Machine learning#
This section illustrates the features of the gemseo.mlearning package:
how to create a machine learning model for classification, clustering or regression,
how to transform the data,
how to assess the quality of a model,
how to tune a model.
This package is particularly useful for creating a surrogate model,
as a SurrogateDiscipline wraps a regression model built from it.
However,
for those who are not very comfortable with machine learning
and for those who are essentially interested in the surrogate modelling,
starting with the examples
about the SurrogateDiscipline should be more relevant.
Calibration and selection#
During the training stage, the parameters of a machine learning model are modified so that this model learns the training data as well as possible.
This model also depends on hyperparameters that are fixed during training.
For example, the polynomial degree in the case of polynomial regression.
The MLAlgoCalibration class can be used
to tune these hyperparameters so as to improve this model.
Moreover,
even if this model has learned well,
it is possible that another has learned better.
The MLAlgoSelection class can be used
to select the best machine learning model from a collection.
Classification#
The purpose of a classification model is to predict the label value corresponding to a feature value after being trained from several feature-label samples.
Clustering#
The purpose of a clustering model is to group training observations according to their similarities.
Dimension reduction#
How to reduce the dimension of a high-dimensional variable.
Quality#
It is important to evaluate the quality of a machine learning model before using it.
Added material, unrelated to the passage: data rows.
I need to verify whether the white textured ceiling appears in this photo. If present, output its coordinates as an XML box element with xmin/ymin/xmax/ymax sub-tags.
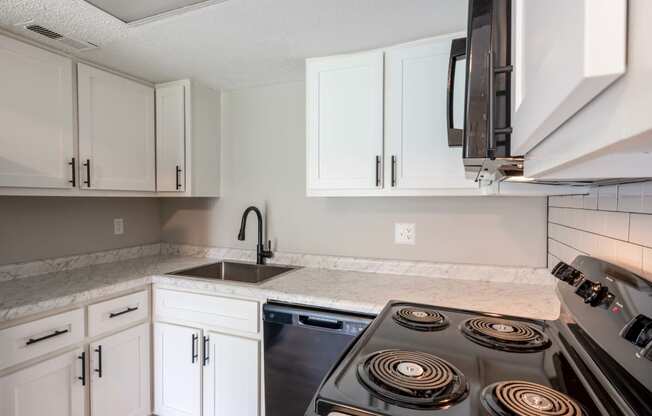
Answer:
<box><xmin>0</xmin><ymin>0</ymin><xmax>467</xmax><ymax>89</ymax></box>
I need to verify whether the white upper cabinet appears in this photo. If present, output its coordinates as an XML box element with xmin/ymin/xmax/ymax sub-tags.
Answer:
<box><xmin>511</xmin><ymin>0</ymin><xmax>627</xmax><ymax>155</ymax></box>
<box><xmin>90</xmin><ymin>324</ymin><xmax>150</xmax><ymax>416</ymax></box>
<box><xmin>0</xmin><ymin>36</ymin><xmax>75</xmax><ymax>188</ymax></box>
<box><xmin>156</xmin><ymin>80</ymin><xmax>221</xmax><ymax>197</ymax></box>
<box><xmin>156</xmin><ymin>84</ymin><xmax>186</xmax><ymax>192</ymax></box>
<box><xmin>78</xmin><ymin>64</ymin><xmax>156</xmax><ymax>191</ymax></box>
<box><xmin>306</xmin><ymin>51</ymin><xmax>383</xmax><ymax>194</ymax></box>
<box><xmin>385</xmin><ymin>37</ymin><xmax>478</xmax><ymax>190</ymax></box>
<box><xmin>525</xmin><ymin>0</ymin><xmax>652</xmax><ymax>180</ymax></box>
<box><xmin>306</xmin><ymin>34</ymin><xmax>480</xmax><ymax>196</ymax></box>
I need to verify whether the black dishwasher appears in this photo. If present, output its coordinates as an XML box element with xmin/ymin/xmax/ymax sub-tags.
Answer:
<box><xmin>263</xmin><ymin>303</ymin><xmax>373</xmax><ymax>416</ymax></box>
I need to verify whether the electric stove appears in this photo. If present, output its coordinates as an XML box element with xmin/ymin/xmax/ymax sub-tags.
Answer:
<box><xmin>306</xmin><ymin>256</ymin><xmax>652</xmax><ymax>416</ymax></box>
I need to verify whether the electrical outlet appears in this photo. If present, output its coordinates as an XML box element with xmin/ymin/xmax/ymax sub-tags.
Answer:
<box><xmin>113</xmin><ymin>218</ymin><xmax>125</xmax><ymax>235</ymax></box>
<box><xmin>394</xmin><ymin>222</ymin><xmax>417</xmax><ymax>246</ymax></box>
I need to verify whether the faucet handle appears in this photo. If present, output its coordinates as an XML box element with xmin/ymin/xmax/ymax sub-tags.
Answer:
<box><xmin>263</xmin><ymin>240</ymin><xmax>274</xmax><ymax>257</ymax></box>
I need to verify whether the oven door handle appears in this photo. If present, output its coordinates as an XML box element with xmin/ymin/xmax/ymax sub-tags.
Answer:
<box><xmin>299</xmin><ymin>315</ymin><xmax>344</xmax><ymax>330</ymax></box>
<box><xmin>446</xmin><ymin>38</ymin><xmax>466</xmax><ymax>147</ymax></box>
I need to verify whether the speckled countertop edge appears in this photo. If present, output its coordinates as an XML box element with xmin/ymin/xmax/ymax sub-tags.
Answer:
<box><xmin>0</xmin><ymin>256</ymin><xmax>559</xmax><ymax>326</ymax></box>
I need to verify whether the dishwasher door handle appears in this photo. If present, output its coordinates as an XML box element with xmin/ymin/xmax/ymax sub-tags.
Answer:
<box><xmin>299</xmin><ymin>315</ymin><xmax>344</xmax><ymax>330</ymax></box>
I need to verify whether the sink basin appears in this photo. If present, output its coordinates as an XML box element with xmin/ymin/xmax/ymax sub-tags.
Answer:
<box><xmin>170</xmin><ymin>261</ymin><xmax>296</xmax><ymax>283</ymax></box>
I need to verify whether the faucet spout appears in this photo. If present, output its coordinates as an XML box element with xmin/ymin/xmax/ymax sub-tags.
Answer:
<box><xmin>238</xmin><ymin>206</ymin><xmax>273</xmax><ymax>264</ymax></box>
GEMSEO proposes numerical measures and visualizations for this purpose.
Regression#
The purpose of a regression model is to predict the output value corresponding to an input value after being trained from several input-output samples.
Data transformation#
Fitting a model from transformed data rather than raw data can facilitate the training
and improve the quality of the machine learning model.
Every machine learning model has a transformer argument to set the transformation policy (none by default).
In the special case of regression models,
the function create_surrogate() and the SurrogateDiscipline class
use the BaseRegressor.DEFAULT_TRANSFORMER by default,
which is MinMaxScaler for both inputs and outputs.